Year Released: 2006 Directed By: John Stockwell Starring: Josh Duhamel, Melissa George, Olivia Wilde, Desmond Askew, Beau Garrett, Max Brown, Agles Steib, Miguel Lunardi (R, 89 min.)
Genre fans will remember directo Stockwell from his role as good-guy Dennis in John Carpenter's adaptation of Stephen King's killer car opus Christine (or possibly as Spider in Losin' It), but he's grown up in the interim and helmed a pair of inoffensive wetsploitation numbers (Blue Crush, Into the Blue) that were filled with the sort of tanned, lithe teenage bodies that, in horror films, tend to spurt the most post-canoodle gore. With Turistas, Stockwell dives head-first into a veritable riptide of churning, vicious exploitation cinema, and the result is surprisingly effective. Taking many of its cues from genre bible The Texas Chainsaw Massacre, Stockwell and writer Michael Ross have managed to update the tired and tiring tropes of your standard teens-in-peril outing by taking them south of the border (to Brazil) and stranding them in the at-first lush and inviting, then hostile rain forest, where they run afoul of a rural sawbones who apparently did his internship under Dr. Butcher, M.D. (that's Medical Deviate, should you wonder). The luckless teens comprise four yanquis led by level-headed siblings Alex and Bea (Duhamel and Wilde), two British lager louts (Askew and Brown), and Aussie Pru (George), the only one among them who speaks Portuguese. After a calamitous bus accident, the group discovers a beachfront paradise populated by many supermodel types and one ingratiating local named Kiko (Steib), who charmingly practices his ESL skills on them before leading them into the jungle, through an underwater cavern system, and into the isolated bed-sitter of the aforementioned physician (very well played by Miguel Lunardi), where, as they say, the magic happens.

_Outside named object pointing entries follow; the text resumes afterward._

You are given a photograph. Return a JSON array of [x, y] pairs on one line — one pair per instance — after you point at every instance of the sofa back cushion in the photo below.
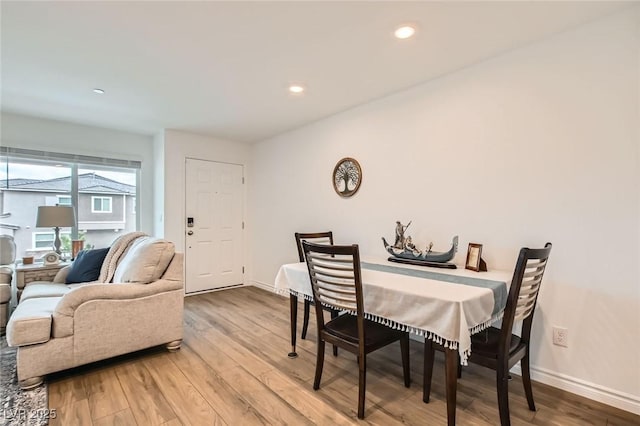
[[86, 266], [145, 261]]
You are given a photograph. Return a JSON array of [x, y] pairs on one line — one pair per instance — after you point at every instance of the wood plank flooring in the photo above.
[[233, 370]]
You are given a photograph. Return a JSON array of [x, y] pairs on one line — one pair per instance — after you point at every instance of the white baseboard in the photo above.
[[612, 397], [264, 286], [595, 392]]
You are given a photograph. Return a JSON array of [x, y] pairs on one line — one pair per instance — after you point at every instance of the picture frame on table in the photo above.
[[474, 260]]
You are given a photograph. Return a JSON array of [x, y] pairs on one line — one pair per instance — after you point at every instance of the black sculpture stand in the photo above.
[[445, 265]]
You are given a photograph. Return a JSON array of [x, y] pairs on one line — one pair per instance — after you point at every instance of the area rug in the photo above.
[[24, 408]]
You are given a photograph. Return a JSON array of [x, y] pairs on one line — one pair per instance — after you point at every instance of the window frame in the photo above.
[[102, 198]]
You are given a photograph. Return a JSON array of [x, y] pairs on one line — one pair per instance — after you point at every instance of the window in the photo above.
[[92, 185], [44, 240], [100, 204], [64, 200]]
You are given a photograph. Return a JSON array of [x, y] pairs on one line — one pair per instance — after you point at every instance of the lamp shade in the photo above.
[[55, 216]]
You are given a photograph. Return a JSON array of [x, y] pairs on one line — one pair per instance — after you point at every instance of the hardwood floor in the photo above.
[[233, 370]]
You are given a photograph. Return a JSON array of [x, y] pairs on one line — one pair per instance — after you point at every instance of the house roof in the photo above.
[[87, 183]]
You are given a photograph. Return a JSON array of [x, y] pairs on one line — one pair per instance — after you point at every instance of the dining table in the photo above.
[[447, 306]]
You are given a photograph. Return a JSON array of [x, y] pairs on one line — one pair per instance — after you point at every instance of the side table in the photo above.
[[36, 272]]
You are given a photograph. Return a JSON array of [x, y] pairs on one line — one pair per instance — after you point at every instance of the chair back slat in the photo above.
[[334, 273], [524, 290]]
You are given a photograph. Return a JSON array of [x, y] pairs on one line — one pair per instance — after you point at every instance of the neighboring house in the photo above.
[[106, 208]]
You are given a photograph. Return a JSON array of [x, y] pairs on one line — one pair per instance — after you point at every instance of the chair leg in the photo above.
[[362, 384], [319, 364], [406, 367], [502, 382], [429, 355], [305, 320], [526, 381], [334, 315]]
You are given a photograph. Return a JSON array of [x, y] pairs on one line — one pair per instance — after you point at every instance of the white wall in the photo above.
[[177, 147], [158, 185], [20, 131], [540, 144]]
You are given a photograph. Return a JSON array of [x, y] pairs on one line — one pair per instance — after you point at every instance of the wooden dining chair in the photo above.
[[318, 238], [498, 348], [336, 280]]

Turistas is being tagged as a down-market version of Eli Roth's Hostel, but that's lazy criticism and obscures the fact that, if anything, this is the more compelling film, commingling as it does echoes of everything from Ruggero Deodato and Umberto Lenzi's ultrarealistic green hell horrors, the spelunking aspects of The Descent, and Marino Girolami's scalpel-happy Cannibal Holocaust aka Doctor Butcher, M.D. Very believably acted throughout and featuring a literally breathless underwater sequence of cat-and-mouse, Turistas is, surprising, given its lousy marketing campaign and thankless release date, a solidly visceral piece of work. Socialized health care never sounded so good.
This movie shows the stupidity of Americans. They don't know anything about the world around them and think they can invade countries, make decisions for others and depict people the way they imagine they are. Turistas is not realistic at all in terms of showing how Brazilians are. Americans should travel more, learn other languages (an Australian is the only one who can speak Portuguese in the movie) and be more open-minded before showing how other countries are.